When we make a scatterplot of the Pain and the Tampascale variable (Figure 3.21) we see that there is more variation in the Tampascale variable, or you could say that the variation in the Tampascale variable is “repaired”.

Scatterplot of the relationship between Tampascale and the Pain variable, including the imputed values for the Tampascale variable (red dots).

Figure 3.21: Scatterplot of the relationship between Tampascale and the Pain variable, including the imputed values for the Tampascale variable (red dots).
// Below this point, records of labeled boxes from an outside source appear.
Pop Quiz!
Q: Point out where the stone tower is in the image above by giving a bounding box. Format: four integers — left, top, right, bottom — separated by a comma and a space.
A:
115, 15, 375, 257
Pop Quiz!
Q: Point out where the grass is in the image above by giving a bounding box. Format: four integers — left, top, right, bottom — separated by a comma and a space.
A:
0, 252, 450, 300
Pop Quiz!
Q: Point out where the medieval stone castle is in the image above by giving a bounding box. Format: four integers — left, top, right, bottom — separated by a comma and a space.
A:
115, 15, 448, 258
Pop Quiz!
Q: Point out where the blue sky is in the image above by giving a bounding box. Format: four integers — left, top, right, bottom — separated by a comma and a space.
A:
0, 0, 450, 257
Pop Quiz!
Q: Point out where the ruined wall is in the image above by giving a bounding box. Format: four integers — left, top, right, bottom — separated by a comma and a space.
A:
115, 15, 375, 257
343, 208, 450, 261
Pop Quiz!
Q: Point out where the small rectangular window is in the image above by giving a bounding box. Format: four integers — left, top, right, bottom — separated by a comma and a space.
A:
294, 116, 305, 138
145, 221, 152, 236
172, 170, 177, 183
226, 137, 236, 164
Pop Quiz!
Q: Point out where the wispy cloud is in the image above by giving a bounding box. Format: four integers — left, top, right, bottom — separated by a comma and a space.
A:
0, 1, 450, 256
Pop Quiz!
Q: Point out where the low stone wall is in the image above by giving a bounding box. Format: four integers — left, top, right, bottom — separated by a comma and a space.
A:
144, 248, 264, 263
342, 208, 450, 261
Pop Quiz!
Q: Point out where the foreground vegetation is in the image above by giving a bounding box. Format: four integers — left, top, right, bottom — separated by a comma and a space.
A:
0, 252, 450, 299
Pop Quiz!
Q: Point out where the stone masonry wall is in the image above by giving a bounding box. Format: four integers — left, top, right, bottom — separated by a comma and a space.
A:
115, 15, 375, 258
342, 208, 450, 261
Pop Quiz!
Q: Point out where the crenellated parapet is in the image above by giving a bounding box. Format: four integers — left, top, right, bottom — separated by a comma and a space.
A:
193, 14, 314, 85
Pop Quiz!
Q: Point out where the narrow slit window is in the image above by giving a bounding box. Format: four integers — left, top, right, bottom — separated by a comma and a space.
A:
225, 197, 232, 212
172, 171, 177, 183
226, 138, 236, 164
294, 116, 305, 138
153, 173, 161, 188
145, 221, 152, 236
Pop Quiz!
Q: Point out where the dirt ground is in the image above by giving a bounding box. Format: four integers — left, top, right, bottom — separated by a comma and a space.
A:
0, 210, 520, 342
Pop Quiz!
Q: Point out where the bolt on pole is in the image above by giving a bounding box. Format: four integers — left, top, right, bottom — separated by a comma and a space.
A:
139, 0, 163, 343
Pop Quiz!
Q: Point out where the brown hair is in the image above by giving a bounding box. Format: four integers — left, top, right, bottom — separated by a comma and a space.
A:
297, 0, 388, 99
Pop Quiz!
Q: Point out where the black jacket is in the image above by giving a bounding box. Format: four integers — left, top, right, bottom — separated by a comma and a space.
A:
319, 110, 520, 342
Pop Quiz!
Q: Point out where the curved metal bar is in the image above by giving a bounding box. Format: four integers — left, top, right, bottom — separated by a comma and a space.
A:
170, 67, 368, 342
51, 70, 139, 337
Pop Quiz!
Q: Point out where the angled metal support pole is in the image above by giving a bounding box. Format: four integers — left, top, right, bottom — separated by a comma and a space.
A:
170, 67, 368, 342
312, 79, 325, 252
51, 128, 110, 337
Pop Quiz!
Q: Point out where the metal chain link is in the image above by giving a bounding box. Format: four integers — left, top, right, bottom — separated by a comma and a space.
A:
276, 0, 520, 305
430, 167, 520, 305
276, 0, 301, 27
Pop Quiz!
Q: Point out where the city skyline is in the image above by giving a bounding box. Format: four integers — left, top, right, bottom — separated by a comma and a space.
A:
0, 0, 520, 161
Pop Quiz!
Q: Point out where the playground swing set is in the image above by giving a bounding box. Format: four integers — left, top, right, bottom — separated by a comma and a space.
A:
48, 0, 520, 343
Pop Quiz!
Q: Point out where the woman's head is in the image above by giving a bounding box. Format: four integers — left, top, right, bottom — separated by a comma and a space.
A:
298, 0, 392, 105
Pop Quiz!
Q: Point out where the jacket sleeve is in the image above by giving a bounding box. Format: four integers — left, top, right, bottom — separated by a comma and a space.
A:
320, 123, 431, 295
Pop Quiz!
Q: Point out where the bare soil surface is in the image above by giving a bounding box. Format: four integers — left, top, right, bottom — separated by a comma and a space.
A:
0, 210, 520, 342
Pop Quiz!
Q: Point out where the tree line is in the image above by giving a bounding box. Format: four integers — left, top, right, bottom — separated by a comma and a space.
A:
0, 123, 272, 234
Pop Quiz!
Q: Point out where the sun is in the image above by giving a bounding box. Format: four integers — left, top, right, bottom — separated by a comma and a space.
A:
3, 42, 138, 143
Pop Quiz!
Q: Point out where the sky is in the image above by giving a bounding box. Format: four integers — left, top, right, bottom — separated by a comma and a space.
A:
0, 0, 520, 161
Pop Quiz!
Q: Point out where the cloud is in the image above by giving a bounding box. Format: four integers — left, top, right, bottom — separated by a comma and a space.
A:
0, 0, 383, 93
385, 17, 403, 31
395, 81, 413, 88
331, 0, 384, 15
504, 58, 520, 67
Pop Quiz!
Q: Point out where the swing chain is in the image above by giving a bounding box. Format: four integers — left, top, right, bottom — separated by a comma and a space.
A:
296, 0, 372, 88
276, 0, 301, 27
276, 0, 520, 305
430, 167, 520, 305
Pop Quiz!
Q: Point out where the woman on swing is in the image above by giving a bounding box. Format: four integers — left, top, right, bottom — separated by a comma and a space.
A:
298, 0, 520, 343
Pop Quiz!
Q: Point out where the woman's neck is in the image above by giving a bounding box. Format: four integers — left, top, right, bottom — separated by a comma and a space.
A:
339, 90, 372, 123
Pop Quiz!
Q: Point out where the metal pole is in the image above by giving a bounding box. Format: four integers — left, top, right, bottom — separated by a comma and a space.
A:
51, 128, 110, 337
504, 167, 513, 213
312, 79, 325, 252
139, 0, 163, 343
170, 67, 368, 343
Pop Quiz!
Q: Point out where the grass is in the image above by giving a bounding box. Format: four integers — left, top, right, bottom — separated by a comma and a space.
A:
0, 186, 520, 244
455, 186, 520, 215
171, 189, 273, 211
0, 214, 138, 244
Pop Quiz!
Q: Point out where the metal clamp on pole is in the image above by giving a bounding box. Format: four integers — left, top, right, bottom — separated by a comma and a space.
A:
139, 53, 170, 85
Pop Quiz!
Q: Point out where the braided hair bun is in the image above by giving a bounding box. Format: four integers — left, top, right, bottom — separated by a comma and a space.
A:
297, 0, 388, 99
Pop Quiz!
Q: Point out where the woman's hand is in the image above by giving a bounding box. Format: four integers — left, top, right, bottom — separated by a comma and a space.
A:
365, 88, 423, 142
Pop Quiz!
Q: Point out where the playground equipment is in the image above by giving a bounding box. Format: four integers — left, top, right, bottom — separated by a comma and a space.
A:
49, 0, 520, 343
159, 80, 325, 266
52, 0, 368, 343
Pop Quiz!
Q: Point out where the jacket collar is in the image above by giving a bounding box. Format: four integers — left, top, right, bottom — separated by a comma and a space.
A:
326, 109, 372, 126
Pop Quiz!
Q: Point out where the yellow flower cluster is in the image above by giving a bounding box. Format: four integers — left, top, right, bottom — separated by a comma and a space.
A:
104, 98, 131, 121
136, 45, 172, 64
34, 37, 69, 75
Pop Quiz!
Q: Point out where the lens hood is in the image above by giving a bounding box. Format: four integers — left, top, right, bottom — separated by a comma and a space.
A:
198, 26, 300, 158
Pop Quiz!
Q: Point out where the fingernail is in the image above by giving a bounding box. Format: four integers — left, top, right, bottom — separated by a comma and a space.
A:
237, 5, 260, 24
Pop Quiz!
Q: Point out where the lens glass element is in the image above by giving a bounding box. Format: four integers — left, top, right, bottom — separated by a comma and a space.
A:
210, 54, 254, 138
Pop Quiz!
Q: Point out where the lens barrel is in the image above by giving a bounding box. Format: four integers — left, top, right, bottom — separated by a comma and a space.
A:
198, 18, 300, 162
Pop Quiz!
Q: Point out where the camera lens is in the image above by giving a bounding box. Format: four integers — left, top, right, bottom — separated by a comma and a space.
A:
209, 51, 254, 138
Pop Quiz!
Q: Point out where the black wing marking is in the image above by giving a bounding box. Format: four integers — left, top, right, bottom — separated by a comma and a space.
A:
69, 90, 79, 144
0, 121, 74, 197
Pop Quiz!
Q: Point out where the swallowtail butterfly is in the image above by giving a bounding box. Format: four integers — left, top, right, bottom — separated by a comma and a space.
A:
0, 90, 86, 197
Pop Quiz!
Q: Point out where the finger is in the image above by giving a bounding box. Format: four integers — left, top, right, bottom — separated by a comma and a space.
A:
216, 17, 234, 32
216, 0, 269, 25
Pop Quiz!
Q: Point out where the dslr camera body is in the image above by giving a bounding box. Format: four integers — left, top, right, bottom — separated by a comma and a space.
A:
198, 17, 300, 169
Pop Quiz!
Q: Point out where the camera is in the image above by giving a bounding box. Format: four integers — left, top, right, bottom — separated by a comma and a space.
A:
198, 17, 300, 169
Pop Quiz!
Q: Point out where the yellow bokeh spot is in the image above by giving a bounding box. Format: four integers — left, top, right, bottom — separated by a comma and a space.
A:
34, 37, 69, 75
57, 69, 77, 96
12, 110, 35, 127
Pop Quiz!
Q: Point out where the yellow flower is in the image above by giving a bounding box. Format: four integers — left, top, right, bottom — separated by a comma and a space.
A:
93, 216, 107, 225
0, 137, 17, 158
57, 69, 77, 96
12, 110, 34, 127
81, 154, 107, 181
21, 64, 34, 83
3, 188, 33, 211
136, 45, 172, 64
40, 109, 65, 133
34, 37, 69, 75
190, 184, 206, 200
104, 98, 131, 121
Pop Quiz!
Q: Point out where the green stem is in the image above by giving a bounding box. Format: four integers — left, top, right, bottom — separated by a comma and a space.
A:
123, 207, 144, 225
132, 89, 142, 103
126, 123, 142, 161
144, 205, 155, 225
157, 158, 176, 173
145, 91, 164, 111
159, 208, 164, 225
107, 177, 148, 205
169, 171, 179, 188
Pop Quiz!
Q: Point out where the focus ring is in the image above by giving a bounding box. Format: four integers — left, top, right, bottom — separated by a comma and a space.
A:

The full Multiple Imputation procedure will be discussed in more detail in the next Chapter.

3.4.2 Bayesian Stochastic regression imputation in R

The package mice also include a Bayesian stochastic regression imputation procedure. You can apply this imputation procedure with the mice function and use as method “norm”. The pain variable is the only predictor variable for the missing values in the Tampa scale variable.

library(haven)
dataset <- read_sav(file="data/Backpain 50 missing.sav")
dataset <- dataset[, c("Pain", "Tampascale")]

imp_b <- mice(dataset, method="norm", m=1, maxit=1)

## 
##  iter imp variable
##   1   1  Tampascale

The completed dataset can be extracted by using the complete function in the mice package.

References

Box, G. E. P., and G. C. Tiao. 2007. Bayesian Inference in Statistical Analysis. Addison-Wesley Publishing Company.

Eekhout, I., R. M. de Boer, J. W. Twisk, H. C. de Vet, and M. W. Heymans. 2012. “Missing data: a systematic review of how they are reported and handled.” Epidemiology 23 (5): 729–32.

Eekhout, I., H. C. de Vet, J. W. Twisk, J. P. Brand, M. R. de Boer, and M. W. Heymans. 2014. “Missing data in a multi-item instrument were best handled by multiple imputation at the item score level.” J Clin Epidemiol 67 (3): 335–42.

Enders, Craig K. 2010. Applied Missing Data Analysis. Guilford Press.

Gelman, Andrew, John B Carlin, Hal S Stern, and Donald B Rubin. 2014. Bayesian Data Analysis. Vol. 2. Taylor; Francis.

Hippel, P. T. von. 2004. “Biases in SPSS 12.0 Missing Values Analysis.” The American Statistician 58 (2): 160–64.

Van Buuren, S. 2018. Flexible Imputation of Missing Data. Second Edition. Boca Raton, FL: Chapman & Hall/CRC.